Наташа спустилась на первый этаж. Пахло свежесваренным кофе. Она не любила натуральный, ей больше по душе был чай, ну или на худой конец растворимый с молоком. Но запах ей нравился. Фарида сидела за столом, перед ней лежал журнал и стояла чашка кофе.
— Кофе будешь? — спросила Фарида, не поднимая головы.
— Нет, спасибо.
Наташа прошла к плите и поставила чайник на огонь. Она не знала, о чем можно было говорить с Фаридой. Разговаривать особого желания не возникало никогда, но сейчас тишина как-то уж напрягала, давила.
— Виктор Афанасьевич спит?
— А? — Фарида оторвалась от чтения и подняла голову на Наталью. — Да, спит. Что ему еще делать?
Наташе не понравился ответ, но она не стала делать замечание, потому как не хотела портить себе настроение. С утра. Она взглянула на часы — круглое блюдце со стрелками, — висящие над выходом в холл. Без пятнадцати двенадцать. Утро плавно переходило в день, и, тем не менее, ей не хотелось портить настроение в любое время суток. Наташа закрыла свисток на носике чайника и пошла к кабинету. За тот год, что Виктор Афанасьевич болеет, если это можно назвать болезнью, она ни разу не подходила к нему. У нее даже в мыслях не было спросить у Кости о здоровье отца. Она винила старика, она проклинала старика. Так, может, это она была больна? Может, лучше бы это она лежала без движения и не могла произнести ни звука?
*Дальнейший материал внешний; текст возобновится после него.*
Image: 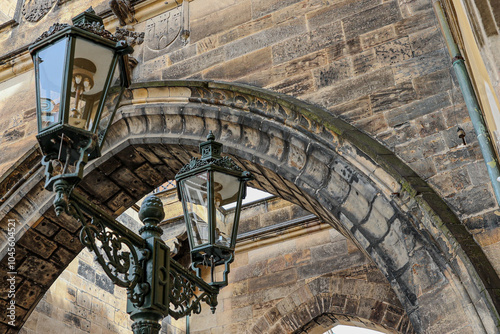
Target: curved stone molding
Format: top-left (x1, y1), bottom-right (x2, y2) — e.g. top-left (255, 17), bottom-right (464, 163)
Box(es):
top-left (23, 0), bottom-right (57, 22)
top-left (248, 276), bottom-right (415, 334)
top-left (0, 81), bottom-right (500, 333)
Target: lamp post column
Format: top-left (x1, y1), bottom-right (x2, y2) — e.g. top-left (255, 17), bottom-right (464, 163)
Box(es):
top-left (127, 196), bottom-right (170, 334)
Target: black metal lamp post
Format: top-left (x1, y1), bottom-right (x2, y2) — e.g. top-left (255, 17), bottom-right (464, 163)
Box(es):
top-left (30, 8), bottom-right (133, 214)
top-left (30, 10), bottom-right (251, 334)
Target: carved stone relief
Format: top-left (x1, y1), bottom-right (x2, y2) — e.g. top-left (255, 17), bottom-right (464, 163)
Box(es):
top-left (144, 0), bottom-right (189, 61)
top-left (23, 0), bottom-right (57, 22)
top-left (146, 6), bottom-right (182, 51)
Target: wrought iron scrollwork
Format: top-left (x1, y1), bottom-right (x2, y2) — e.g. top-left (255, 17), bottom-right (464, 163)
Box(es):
top-left (168, 260), bottom-right (218, 319)
top-left (68, 196), bottom-right (150, 307)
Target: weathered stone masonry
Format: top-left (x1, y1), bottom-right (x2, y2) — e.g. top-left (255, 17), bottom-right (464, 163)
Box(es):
top-left (0, 0), bottom-right (500, 333)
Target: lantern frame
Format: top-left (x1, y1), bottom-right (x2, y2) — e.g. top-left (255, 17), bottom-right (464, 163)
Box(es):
top-left (175, 131), bottom-right (253, 286)
top-left (29, 7), bottom-right (133, 190)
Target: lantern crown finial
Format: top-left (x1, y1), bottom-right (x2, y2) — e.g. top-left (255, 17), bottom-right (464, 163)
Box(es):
top-left (72, 7), bottom-right (104, 25)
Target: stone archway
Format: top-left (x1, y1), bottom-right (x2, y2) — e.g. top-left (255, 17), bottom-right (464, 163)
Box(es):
top-left (2, 81), bottom-right (498, 333)
top-left (248, 275), bottom-right (414, 334)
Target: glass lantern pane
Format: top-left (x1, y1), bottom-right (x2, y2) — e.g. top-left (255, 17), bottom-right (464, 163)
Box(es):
top-left (214, 172), bottom-right (240, 247)
top-left (97, 62), bottom-right (124, 146)
top-left (35, 39), bottom-right (67, 130)
top-left (181, 172), bottom-right (210, 247)
top-left (68, 38), bottom-right (114, 131)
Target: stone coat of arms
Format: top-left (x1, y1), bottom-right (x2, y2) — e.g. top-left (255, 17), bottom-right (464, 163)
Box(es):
top-left (145, 6), bottom-right (183, 51)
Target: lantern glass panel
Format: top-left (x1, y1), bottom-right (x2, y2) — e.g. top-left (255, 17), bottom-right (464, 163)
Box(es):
top-left (68, 38), bottom-right (114, 131)
top-left (213, 172), bottom-right (240, 247)
top-left (35, 39), bottom-right (67, 130)
top-left (181, 172), bottom-right (210, 248)
top-left (97, 62), bottom-right (124, 146)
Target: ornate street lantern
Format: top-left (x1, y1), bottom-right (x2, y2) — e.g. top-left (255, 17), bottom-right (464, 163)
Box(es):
top-left (175, 131), bottom-right (252, 286)
top-left (30, 8), bottom-right (132, 214)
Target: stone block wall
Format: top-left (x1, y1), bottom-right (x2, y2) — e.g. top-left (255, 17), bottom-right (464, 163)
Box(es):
top-left (16, 190), bottom-right (412, 334)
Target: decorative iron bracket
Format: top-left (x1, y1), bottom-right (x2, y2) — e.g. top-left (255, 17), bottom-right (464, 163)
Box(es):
top-left (66, 192), bottom-right (219, 334)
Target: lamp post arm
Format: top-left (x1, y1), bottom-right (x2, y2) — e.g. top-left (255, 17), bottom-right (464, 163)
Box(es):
top-left (68, 192), bottom-right (150, 307)
top-left (168, 259), bottom-right (219, 319)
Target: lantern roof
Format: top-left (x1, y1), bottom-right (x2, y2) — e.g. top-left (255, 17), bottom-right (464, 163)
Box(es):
top-left (29, 7), bottom-right (119, 54)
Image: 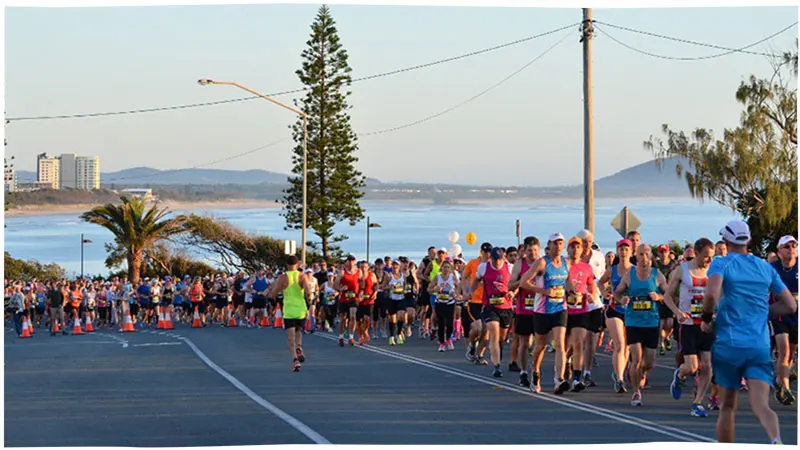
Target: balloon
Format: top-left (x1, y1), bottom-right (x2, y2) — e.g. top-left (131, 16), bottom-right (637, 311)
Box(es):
top-left (466, 231), bottom-right (478, 245)
top-left (447, 231), bottom-right (458, 244)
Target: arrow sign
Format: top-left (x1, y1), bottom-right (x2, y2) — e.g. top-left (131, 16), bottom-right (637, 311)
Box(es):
top-left (611, 206), bottom-right (642, 238)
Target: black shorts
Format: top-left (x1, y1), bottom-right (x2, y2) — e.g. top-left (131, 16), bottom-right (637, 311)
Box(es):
top-left (680, 325), bottom-right (714, 355)
top-left (253, 295), bottom-right (267, 309)
top-left (337, 302), bottom-right (358, 316)
top-left (658, 302), bottom-right (675, 320)
top-left (769, 320), bottom-right (797, 345)
top-left (567, 312), bottom-right (589, 332)
top-left (356, 305), bottom-right (375, 320)
top-left (481, 306), bottom-right (514, 330)
top-left (283, 319), bottom-right (306, 331)
top-left (533, 309), bottom-right (567, 336)
top-left (514, 314), bottom-right (533, 336)
top-left (625, 327), bottom-right (660, 350)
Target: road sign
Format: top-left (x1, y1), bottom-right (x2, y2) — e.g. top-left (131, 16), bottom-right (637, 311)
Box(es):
top-left (611, 206), bottom-right (642, 238)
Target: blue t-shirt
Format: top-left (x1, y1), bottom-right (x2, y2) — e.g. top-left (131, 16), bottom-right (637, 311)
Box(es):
top-left (708, 253), bottom-right (786, 349)
top-left (770, 260), bottom-right (798, 327)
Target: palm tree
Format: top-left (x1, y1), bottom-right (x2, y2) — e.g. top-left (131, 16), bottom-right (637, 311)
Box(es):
top-left (81, 196), bottom-right (186, 283)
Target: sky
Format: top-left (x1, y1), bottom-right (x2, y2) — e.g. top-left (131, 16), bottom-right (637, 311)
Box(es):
top-left (5, 0), bottom-right (798, 186)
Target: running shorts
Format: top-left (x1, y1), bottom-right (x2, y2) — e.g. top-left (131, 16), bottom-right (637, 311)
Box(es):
top-left (711, 343), bottom-right (775, 390)
top-left (625, 327), bottom-right (659, 350)
top-left (514, 314), bottom-right (533, 336)
top-left (481, 306), bottom-right (514, 330)
top-left (533, 309), bottom-right (567, 336)
top-left (680, 325), bottom-right (714, 355)
top-left (283, 319), bottom-right (306, 331)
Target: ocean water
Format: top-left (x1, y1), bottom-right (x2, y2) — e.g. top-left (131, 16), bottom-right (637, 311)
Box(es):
top-left (4, 199), bottom-right (737, 274)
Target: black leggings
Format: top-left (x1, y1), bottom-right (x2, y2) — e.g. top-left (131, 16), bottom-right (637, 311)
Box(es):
top-left (436, 302), bottom-right (455, 344)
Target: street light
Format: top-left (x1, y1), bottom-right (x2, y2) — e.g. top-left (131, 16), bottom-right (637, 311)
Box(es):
top-left (367, 216), bottom-right (381, 264)
top-left (81, 233), bottom-right (92, 279)
top-left (197, 78), bottom-right (308, 266)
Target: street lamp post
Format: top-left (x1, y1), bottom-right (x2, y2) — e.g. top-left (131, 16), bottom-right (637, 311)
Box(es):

Наталья толкнула дверь, что-то звякнуло. Она узнала звук еще до того, как увидела неваляшку. Кукла покачивалась у двери. Наташа подняла ее, обернулась, чтобы спросить у Фариды, зачем та принесла ее, но передумала. Настроение себе портить все еще не хотелось. Надо сохранять самообладание для своего же благополучия.